Abhy98/Capstone-project

Repository files navigation

Business Understanding

With a growing trend towards digitisation and prevalence of mobile phones and internet access, more consumers have an online presence and their opinions hold a good value for any product-based company, especially so for the B2C businesses. The industries are trying to fine-tune their strategies to suit the consumer needs, as the consumers leave some hints of their choices during their online presence.In this capstone project,solving a problem in the mobile phone industry of the US, one of the major smartphones markets in the world.

  • By analysing the sentiment of the reviews, you can find the features of the phones that have resulted in positive/negative sentiments. This will help companies include or improve those particular features while developing a new product. If the data is of the competitor brands, the company will benefit by not repeating the same mistake during product development as their rival.
  • Companies can effectively design their Ad campaign by highlighting the features that are most talked about among the consumers.
  • Comparing the competitors' pricing and their market shares will help companies decide the price of their products.
  • It can be assumed that if the number of reviews for a particular brand is high, the number of people buying phones of that brand is also high. This will help companies gauge the market share of their competitors.
  • Before purchasing any product, we all look at similar products in various brands. This data will help the companies know their major competitors in the market.

Data Dictionary

  1. Phone data as the .csv file: Contains the consumer activity information

overall: Overall rating for the particular product given by the user verified: Whether the user is a verified reviewer or not reviewerID: ID of the reviewer, e.g. A2SUAM1J3GNN3B asin: ID of the product, e.g. 0000013714. ASIN stands for Amazon Standard Identification Number. It is a 10-character alphanumeric unique identifier that is assigned by Amazon.com and its partners. It is primarily used for product-identification within their product catalogue style: Information about physical features like colour reviewerName: Name of the reviewer reviewText: Review provided by the reviewer summary: Summary of the review unixReviewTime: Time of the review (Unix time) vote: Upvotes or Downvotes of the review. A review with more upvotes can hold a higher significance image: Image of type .png or .jpg, etc provided by the reviewer review_sentiment: Pre-labelled sentiment of the review which can be either positive or negative. The labels will not be available for the real-time data, and a model needs to be built for such classification

  1. Phone metadata as .json file: This data contains the product information and is independent of the consumer/reviewer activity and includes description, price, sales-rank, brand info, and co-purchasing links etc.

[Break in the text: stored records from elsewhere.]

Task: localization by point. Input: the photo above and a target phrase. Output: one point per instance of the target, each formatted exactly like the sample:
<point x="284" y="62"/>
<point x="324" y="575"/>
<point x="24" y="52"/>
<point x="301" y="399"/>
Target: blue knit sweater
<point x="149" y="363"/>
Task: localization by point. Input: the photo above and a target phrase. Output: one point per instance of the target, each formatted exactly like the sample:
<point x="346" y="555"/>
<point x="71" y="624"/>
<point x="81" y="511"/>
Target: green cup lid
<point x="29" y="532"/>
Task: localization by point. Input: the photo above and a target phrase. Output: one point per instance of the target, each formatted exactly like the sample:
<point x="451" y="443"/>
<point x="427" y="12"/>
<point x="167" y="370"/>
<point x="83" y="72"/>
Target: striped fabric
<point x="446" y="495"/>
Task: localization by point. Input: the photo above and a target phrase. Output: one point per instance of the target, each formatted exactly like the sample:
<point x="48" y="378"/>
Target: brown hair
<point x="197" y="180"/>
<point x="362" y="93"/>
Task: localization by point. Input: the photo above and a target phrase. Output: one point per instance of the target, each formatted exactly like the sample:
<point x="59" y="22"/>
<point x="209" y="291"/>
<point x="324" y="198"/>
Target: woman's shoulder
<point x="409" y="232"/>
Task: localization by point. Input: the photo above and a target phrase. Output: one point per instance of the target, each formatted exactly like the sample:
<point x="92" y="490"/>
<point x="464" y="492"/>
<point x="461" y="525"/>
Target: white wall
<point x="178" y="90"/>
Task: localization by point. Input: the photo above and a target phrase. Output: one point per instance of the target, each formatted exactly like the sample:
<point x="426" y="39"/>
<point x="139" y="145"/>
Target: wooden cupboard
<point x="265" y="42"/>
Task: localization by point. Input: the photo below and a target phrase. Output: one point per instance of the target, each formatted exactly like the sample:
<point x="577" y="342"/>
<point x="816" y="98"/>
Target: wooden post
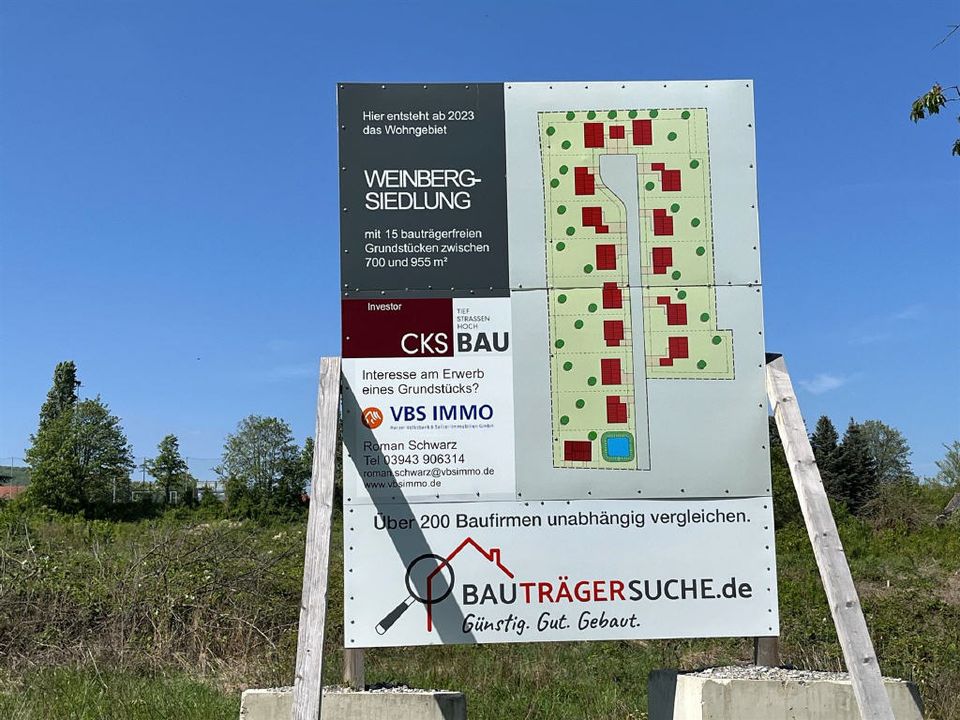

Category: List of categories the product belongs to, e.g., ['Cell Phones & Accessories', 'Cell Phones'] tech1: The specifications and technology of the product, e.g., Phablet ( a hybrid of phone and a tablet) tech2: Contains data similar to that of tech1 description: A short description of the product fit: A column which has no values for a mobile phone dataset title: Name of the product also_buy: Product IDs of the products that are generally bought along with the particular product image: Image of the product by the supplier brand: Brand of the product feature: Features of the product including specifications such as the 4G/3G, language, apps supported etc. rank: Ranking of the product as given by Amazon based on various parameters in different segments. It is a metric that explains the relationship among products within a category based on their sales performance. Sales rank is updated hourly, it can range from 1 to over 1 million, and is influenced by seasonality, and its algorithm remains unrevealed. also_view: Products which are also viewed while searching for this product. details: Contains details from a delivery point of view such as product dimension, shipping weight etc. main_cat: The main category to which the product belongs, e.g., “All Electronics” similar_item: Related products. price: Price of the product. asin: ID of the product, e.g., 0000031852

  1. pos_words.txt : This is a text file that contains a corpus of positive words. This file can help in extracting some features out of the review text. There are multiple sources available online that gives you a corpus of positive negative words. we can also customise it based on your application.

  2. neg_words.txt : Similar to the corpus of positive words, this text file contains a list of words that can be a part of the negative reviews of the users.

  3. Stop_words_long.txt: Removing stopwords using the NLTK library where the drawback of it is, the negation words like nor, not, never are considered as stopwords.Remove those words may not affect a spam/ham classification.